Of course, you can pass model.classifier.parameters() to optimizer if you only need to train the classifier (in this case, setting the requires_grads wrt the base model params to false will be more efficient).

References

[1] He et al. Deep Residual Learning for Image Recognition. CVPR 2016.
[2] Yu et al. The Devil is in the Middle: Exploiting Mid-level Representations for Cross-Domain Instance Matching. arXiv:1711.08106.
[3] Huang et al. Densely Connected Convolutional Networks. CVPR 2017.
[4] Hermans et al. In Defense of the Triplet Loss for Person Re-Identification. arXiv:1703.07737.
[5] Szegedy et al. Rethinking the Inception Architecture for Computer Vision. CVPR 2016.
[6] Kingma and Ba. Adam: A Method for Stochastic Optimization. ICLR 2015.
[7] Zheng et al. Scalable Person Re-identification: A Benchmark. ICCV 2015.

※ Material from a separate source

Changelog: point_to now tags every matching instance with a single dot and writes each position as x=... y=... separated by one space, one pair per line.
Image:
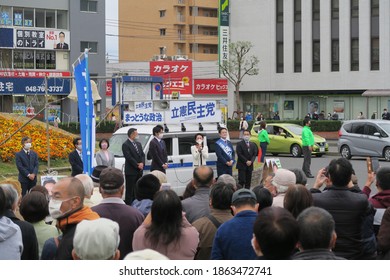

[8] Zheng et al. MARS: A Video Benchmark for Large-Scale Person Re-identification. ECCV 2016.
[9] Wen et al. A Discriminative Feature Learning Approach for Deep Face Recognition. ECCV 2016
[10] Qian et al. Multi-scale Deep Learning Architectures for Person Re-identification. ICCV 2017.
[11] Wang et al. Person Re-Identification by Video Ranking. ECCV 2014.
[12] Hirzer et al. Person Re-Identification by Descriptive and Discriminative Classification. SCIA 2011.